DOI: 10.1371/journal.pone.0210252
Abstrakt: The development of a sterilizing vaccine against malaria remains one of the highest priorities for global health research. While sporozoite vaccines targeting the pre-erythrocytic stage show great promise, it has not been possible to maintain efficacy long-term, likely due to an inability of these vaccines to maintain effector memory T cell responses in the liver. Vaccines based on human cytomegalovirus (HCMV) might overcome this limitation since vectors based on rhesus CMV (RhCMV), the homologous virus in rhesus macaques (RM), elicit and indefinitely maintain high frequency, non-exhausted effector memory T cells in extralymphoid tissues, including the liver. Moreover, RhCMV strain 68-1 elicits CD8+ T cells broadly recognizing unconventional epitopes exclusively restricted by MHC-II and MHC-E. To evaluate the potential of these unique immune responses to protect against malaria, we expressed four Plasmodium knowlesi (Pk) antigens (CSP, AMA1, SSP2/TRAP, MSP1c) in RhCMV 68-1 or in Rh189-deleted 68-1, which additionally elicits canonical MHC-Ia-restricted CD8+ T cells.

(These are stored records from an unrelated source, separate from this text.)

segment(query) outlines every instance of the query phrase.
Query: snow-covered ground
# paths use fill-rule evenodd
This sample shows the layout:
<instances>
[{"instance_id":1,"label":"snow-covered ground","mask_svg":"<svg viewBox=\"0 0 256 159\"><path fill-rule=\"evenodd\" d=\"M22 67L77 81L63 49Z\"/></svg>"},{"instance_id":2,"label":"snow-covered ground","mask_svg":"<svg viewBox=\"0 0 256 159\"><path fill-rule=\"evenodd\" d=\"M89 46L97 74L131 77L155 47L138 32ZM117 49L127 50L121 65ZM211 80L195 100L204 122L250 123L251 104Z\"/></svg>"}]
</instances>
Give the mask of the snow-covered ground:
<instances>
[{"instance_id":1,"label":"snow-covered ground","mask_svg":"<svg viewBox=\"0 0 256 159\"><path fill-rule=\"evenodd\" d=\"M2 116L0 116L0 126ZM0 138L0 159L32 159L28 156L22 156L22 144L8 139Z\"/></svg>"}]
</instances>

Upon inoculation of RM with either of these Pk Ag expressing RhCMV vaccines, we obtained T cell responses to each of the four Pk antigens. Upon challenge with Pk sporozoites we observed a delayed appearance of blood stage parasites in vaccinated RM consistent with a 75-80% reduction of parasite release from the liver. Moreover, the Rh189-deleted RhCMV/Pk vectors elicited sterile protection in one RM. Once in the blood, parasite growth was not affected. In contrast to T cell responses induced by Pk infection, RhCMV vectors maintained sustained T cell responses to all four malaria antigens in the liver post-challenge. The delayed appearance of blood stage parasites is thus likely due to a T cell-mediated inhibition of liver stage parasite development. As such, this vaccine approach can be used to efficiently test new T cell antigens, improve current vaccines targeting the liver stage and complement vaccines targeting erythrocytic antigens.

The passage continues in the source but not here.